Last summer, the ULC Executive Committee approved a recommendation from the Joint Editorial Board for Uniform Real Property Acts to carve out Article 5 of UHFPA on Negotiated Transfers and offer it as a stand-alone act. The result is the Model Negotiated Alternative to Foreclosure Act (MNAFA).

MNAFA is a short and simple statute that allows a lender and borrower to voluntarily negotiate a workout arrangement (sometimes called a “cash for keys” transaction or a “deed-in-lieu of foreclosure”). If the negotiated agreement meets the statutory requirements, it falls within a legal safe harbor and has a predictable and enforceable effect for both parties.

To qualify under MNAFA, an agreement between the lender and borrower must include all the following terms:


  1. the proposed transfer must result in full satisfaction of the borrower’s obligation;
  2. all persons owning an interest in the mortgaged property, other than a security interest, must agree to the transfer;
  3. all parties with a security interest in the mortgaged property (or all parties to a foreclosure action concerning the mortgaged property, if an action has been commenced) must receive notice of the agreement and not object within 20 days of receiving the notice; and
  4. the agreement must state it is made under the state’s MNAFA statute.


The agreement can include other terms negotiated and agreed to by the lender and borrower.

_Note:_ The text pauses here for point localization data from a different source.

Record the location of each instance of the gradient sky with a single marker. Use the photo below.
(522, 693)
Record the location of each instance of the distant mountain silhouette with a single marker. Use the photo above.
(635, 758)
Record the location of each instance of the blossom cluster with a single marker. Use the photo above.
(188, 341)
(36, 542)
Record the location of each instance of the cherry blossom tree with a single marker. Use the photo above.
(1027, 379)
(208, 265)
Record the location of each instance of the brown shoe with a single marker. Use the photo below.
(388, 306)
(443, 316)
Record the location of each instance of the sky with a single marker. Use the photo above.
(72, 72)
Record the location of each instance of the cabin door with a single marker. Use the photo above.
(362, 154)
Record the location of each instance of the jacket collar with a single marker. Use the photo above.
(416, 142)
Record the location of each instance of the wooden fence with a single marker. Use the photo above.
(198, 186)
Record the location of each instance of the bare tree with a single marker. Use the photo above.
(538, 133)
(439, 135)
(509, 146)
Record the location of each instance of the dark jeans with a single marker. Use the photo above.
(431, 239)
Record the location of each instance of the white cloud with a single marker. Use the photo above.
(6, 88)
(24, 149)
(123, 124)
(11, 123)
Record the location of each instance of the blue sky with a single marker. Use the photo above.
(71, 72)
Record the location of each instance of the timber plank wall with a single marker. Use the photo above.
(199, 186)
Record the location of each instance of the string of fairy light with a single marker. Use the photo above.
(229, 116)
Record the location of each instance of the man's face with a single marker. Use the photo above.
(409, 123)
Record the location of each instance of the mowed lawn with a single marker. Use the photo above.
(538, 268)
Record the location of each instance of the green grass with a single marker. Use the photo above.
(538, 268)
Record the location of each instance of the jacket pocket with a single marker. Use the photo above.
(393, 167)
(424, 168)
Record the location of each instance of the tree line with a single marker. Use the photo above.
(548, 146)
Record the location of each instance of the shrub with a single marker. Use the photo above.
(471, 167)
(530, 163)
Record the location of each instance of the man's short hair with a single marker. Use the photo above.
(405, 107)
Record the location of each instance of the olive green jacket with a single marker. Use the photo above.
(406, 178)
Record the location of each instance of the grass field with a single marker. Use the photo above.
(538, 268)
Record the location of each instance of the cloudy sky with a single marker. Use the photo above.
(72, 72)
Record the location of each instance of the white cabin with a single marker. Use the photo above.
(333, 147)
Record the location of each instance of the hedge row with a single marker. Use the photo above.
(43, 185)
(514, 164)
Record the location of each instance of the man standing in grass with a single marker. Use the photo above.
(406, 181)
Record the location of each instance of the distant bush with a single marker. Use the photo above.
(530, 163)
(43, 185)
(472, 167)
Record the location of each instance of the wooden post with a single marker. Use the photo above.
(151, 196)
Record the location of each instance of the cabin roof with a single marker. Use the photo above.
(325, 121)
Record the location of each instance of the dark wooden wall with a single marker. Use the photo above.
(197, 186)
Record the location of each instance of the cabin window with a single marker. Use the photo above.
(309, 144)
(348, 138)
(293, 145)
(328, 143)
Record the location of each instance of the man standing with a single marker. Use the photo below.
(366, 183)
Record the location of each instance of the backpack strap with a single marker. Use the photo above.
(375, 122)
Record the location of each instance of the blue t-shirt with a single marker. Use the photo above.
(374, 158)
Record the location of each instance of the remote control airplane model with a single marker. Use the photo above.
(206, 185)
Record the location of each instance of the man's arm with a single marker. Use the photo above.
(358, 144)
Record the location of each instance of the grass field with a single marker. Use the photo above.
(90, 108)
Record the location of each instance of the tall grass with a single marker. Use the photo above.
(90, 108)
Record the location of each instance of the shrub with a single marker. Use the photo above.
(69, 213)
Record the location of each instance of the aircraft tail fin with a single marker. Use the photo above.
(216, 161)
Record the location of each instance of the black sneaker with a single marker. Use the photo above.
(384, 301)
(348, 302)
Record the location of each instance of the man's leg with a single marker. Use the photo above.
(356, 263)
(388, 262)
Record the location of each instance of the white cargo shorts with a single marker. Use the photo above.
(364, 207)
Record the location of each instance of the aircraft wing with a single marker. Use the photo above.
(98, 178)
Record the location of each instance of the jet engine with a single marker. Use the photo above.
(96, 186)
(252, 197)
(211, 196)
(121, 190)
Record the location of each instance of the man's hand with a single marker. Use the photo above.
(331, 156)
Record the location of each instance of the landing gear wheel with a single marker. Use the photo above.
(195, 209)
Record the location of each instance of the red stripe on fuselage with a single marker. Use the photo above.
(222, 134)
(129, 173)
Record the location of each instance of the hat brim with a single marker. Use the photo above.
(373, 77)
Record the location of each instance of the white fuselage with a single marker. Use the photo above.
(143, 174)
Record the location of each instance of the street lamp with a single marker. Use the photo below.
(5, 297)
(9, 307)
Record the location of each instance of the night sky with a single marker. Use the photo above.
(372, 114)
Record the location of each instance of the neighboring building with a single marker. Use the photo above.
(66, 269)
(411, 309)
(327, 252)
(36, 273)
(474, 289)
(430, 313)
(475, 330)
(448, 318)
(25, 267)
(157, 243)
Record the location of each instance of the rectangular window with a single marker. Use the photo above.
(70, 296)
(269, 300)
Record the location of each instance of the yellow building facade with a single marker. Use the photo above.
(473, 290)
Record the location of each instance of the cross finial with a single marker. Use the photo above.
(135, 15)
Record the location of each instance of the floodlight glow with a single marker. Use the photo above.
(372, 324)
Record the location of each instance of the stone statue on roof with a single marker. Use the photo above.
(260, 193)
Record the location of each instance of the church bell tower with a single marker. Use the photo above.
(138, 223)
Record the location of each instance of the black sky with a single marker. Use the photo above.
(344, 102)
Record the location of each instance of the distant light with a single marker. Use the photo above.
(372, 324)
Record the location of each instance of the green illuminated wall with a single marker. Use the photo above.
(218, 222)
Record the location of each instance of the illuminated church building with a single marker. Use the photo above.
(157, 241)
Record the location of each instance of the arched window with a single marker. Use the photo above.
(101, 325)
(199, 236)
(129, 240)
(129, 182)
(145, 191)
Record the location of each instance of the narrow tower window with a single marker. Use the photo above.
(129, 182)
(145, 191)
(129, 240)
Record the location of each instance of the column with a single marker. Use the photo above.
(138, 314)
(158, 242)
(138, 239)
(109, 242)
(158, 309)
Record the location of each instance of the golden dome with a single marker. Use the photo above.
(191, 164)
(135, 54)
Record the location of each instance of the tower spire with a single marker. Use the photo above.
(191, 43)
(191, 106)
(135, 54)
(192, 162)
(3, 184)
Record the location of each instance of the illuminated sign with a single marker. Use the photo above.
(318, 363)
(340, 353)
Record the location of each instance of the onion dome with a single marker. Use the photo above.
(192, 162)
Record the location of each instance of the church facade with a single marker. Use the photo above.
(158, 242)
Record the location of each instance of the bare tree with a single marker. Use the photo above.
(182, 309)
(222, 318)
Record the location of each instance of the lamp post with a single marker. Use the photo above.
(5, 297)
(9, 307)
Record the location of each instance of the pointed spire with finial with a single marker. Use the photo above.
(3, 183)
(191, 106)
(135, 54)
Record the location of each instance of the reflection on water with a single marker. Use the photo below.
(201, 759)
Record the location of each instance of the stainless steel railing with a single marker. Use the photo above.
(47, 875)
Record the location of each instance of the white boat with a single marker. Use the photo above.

If no objection is received from an interested party, the transfer of mortgaged property to the secured lender has the following effects:


  1. the borrower’s obligation is discharged in full;
  2. all the borrower’s rights in the property are transferred to the lender (except that the borrower may retain a right to continue occupying the property under terms incorporated into the agreement);
  3. the lender’s mortgage is discharged;
  4. any subordinate interests are terminated unless preserved under other law; and
  5. the right of any borrower to redeem the property is terminated.


When more than one person holds a security interest in mortgaged property, the interests are prioritized according to existing state law. MNAFA then provides the following rules:


  1. A security interest higher in priority than the interest owned by the lender who is party to the agreement (that is, a “senior interest”) is unaffected. The lender takes possession of the property subject to the senior interest.
  2. A security interest lower in priority than the interest owned by the lender who is party to the agreement (that is, a “junior interest”) is extinguished, unless the junior lienholder objects. A junior lienholder who objects can redeem the property—in other words, tender an amount equal to the obligation to be satisfied under the negotiated agreement and thereby receive the benefit of the proposed transfer.


If there are multiple junior lienholders, MNAFA provides a procedure for each lienholder to exercise an option to tender funds in reverse order of their priority.

Of course, even without MNAFA lenders and borrowers are free to negotiate workout arrangements under other law. MNAFA provides the additional advantage of extinguishing junior liens so that all parties to the agreement can be certain of its final effect, even without a formal foreclosure proceeding.